I occasionally have a project where a collet would be useful in my lathe.  I have a 5C collet closer for it, but the setup takes too long because of the spider on the outboard end of the headstock.  Everything needs to come off, including the lathe gear cover, spider,  the chuck and then back on which can take up an hour or more.  It's not worth the aggravation for a quick     one off job that's too small for the four jaw.

After some thought and looking at the cost of a collet closing chuck, I chose to make a “poor man’s” collet chuck.  I had an ER 40 R8 chuck that was searching for a purpose.  I also have a fairly good set of ER 40 collets.

I set up the chuck in my four jaw, cut the R8 mount off the ER 40 chuck and bored out the back end of the chuck so stock of up to one inch would pass thru.  With the spider for outboard support, I can work with stock of up to about three feet, depending upon diameter.

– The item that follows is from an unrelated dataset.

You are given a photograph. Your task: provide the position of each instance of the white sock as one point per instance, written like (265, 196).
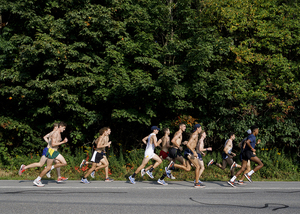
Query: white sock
(250, 173)
(232, 179)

Now I dial in the ER chuck in my four jaw ( ten minutes or less) and I'm off and running.  The TIR is + or – 2 ½ tenths, repeatable.

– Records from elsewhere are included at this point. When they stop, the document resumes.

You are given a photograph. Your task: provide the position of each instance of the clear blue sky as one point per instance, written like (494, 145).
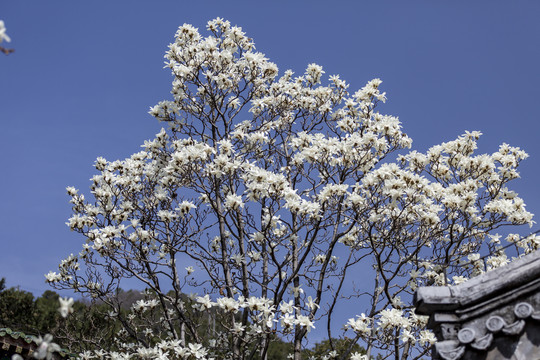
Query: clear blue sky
(84, 75)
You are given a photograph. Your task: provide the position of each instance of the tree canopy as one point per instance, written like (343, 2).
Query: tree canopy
(263, 194)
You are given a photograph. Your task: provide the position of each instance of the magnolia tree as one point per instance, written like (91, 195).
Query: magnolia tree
(4, 36)
(264, 196)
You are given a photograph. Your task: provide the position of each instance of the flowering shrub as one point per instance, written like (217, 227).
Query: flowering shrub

One caution, those chucks are really hard.  I used a carbide cutoff and boring bar for the work.


----------



## FOMOGO (Jun 18, 2015)

Necessity is the mother of invention they say. Nice job. Mike


----------



## kingmt01 (Jun 18, 2015)

Looks really good. That will be so handy.


----------



## brino (Jun 18, 2015)

That looks like a great solution!
-brino


----------



## newbydave (Jun 18, 2015)

Rangemaster1 said:


> I occasionally have a project where a collet would be useful in my lathe.  I have a 5C collet closer for it, but the setup takes too long because of the spider on the outboard end of the headstock.  Everything needs to come off, including the lathe gear cover, spider,  the chuck and then back on which can take up an hour or more.  It's not worth the aggravation for a quick     one off job that's too small for the four jaw.
> 
> After some thought and looking at the cost of a collet closing chuck, I chose to make a “poor man’s” collet chuck.  I had an ER 40 R8 chuck that was searching for a purpose.  I also have a fairly good set of ER 40 collets.
> 
> ...


Nice repurpose of the r8 collet holder


----------



## kd4gij (Jun 19, 2015)

I made an er40 coollet chuck that screws on my spindle. But I bave been knowen to chuck it in my 4 jaw a time or 2.


----------



## T Bredehoft (Jun 19, 2015)

I'm with kd4gij, that's exactly what I did. Started out holding the bar stock in my 4 Jaw, chased the 1" 10 threads on the inside of the end and bored the pilot. Screwed it on the spindle and made an ER 40 holder out of it.


----------



## kingmt01 (Jun 20, 2015)

I've thought about clamping my little tiny chuck from my mini lathe in the 10" to work on small work. I may still give that a try. Maybe I'll get lucky & find a copy setup someday.


----------